WICB chief Ernest Hilaire has said the board worked "exceedingly hard" to reach out to Chris Gayle before leaving him out of the West Indies squad for the first two one-dayers against Pakistan. Hilaire's statements were in response to Gayle, who had earlier said the board hadn't communicated with him before making their decision. Gayle is currently playing in the IPL, where he started off his 2011 campaign with a sparkling ton for Royal Challengers Bangalore, while West Indies are down 0-2 in the five-match series against Pakistan.
"We can dispel all that Chris [Gayle] said by releasing the letters and emails," Hilaire told the Line & Length Network. "But we should not do that. You communicate with a player, you ask for his opinions, you ask for him to account on certain statements he made, you ask him what's his position on certain things and you expect to be treated with a certain degree of confidence.
"You expect when the coach pulls a player aside and speaks to him there is a certain level of respect for that conversation. And against that background I'm not going to try to prove Chris Gayle wrong. What's more important is to state that we're very disappointed in the way in Chris has decided to respond. I think he is being ill-advised. We've worked exceedingly hard to reach out to Chris - numerous attempts - letters, phone calls, emails. He is being advised and he will act in the way in which he sees best."
Hilaire revealed that the WICB had decided to allow Gayle to play in the IPL, since it did not want to deny him the opportunity. "We've stated - it is not that we do not want the players to earn a living," Hilaire said. "We want them to earn a living but we also want them to honour their commitment to West Indies cricket. So we spoke to [Kieron] Pollard, [Dwayne] Bravo and Chris.
"Last October when the three players did not sign the retainer contracts, we wrote to them and said 'tell us what the issues are so we can address it moving forward'," Hilaire said. "We had some exchanges, a couple of constructive ones, one not very constructive but we decided we were going to continue to engage the players. We did not want a situation where we pick the players to play for West Indies and they miss out on IPL, they are then bitter, disappointed, they wish they were at IPL. We would not benefit, they would not benefit.

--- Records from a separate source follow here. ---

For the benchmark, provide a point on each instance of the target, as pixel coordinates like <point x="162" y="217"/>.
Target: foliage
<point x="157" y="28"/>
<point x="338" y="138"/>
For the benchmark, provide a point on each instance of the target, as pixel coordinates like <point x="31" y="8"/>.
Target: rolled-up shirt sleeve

"Two of the players [Pollard and Bravo] were very cooperative, very supportive, that they can work out an arrangement with us where they can meet their commitments to West Indies cricket as far as the selectors would want them to but also get a chance to play in the IPL.
"It did not exactly work out with Chris but when the point came and he said he was not available for selection, we did give him the NOC because it is not about revenge, it is not about denying him the opportunity."
Pollard, normally a first-choice pick in West Indies' limited-overs' squads, is currently playing in the IPL for Mumbai Indians. Bravo, who missed all but one game in the World Cup with injury, is playing for West Indies, but is set to miss the Test leg of the Pakistan tour to play in the IPL.
Hilaire said the board was under the impression that Gayle was undergoing rehabilitation, and would be available to play Pakistan once he was fully fit. "We said to Chris repeatedly that as far as we are concerned you're injured, you're doing a rehabilitative programme, and that when you're finished we want you tested and if you're available we'll pick you to play for West Indies," Hilaire said. "If you don't want to play we have no difficulty in giving you the NOC once you say you're not available for selection, and he said he was not available for selection and we gave him the NOC.
Hilaire defended the wholesale changes in the side - apart from Gayle, other seniors like Ramnaresh Sarwan and Shivnarine Chanderpaul have also been left out - saying it was done with the intention of sparking a revival in the team's fortunes. "If you look at West Indies cricket since the mid-90s a lot of the systems we had in place broke down," Hilaire said. "There's no discipline, there's no application. We've been doing that for 15 years and we've been losing.
"We need to put a new system in place. No one man is bigger than the team, no one man is such a superstar he can decide if he is training today, if he's going to have treatment tomorrow, if he's going to attend a team meeting. It cannot work that way.
"So [the WICB] does not tell the selectors who to pick, we've said to the selectors that we want a team, we don't want the whole team to surround one or two superstars so that if the superstars fail then everything collapses. We depend on two or three people to excel for us to win and if they don't excel we lose. We don't want that."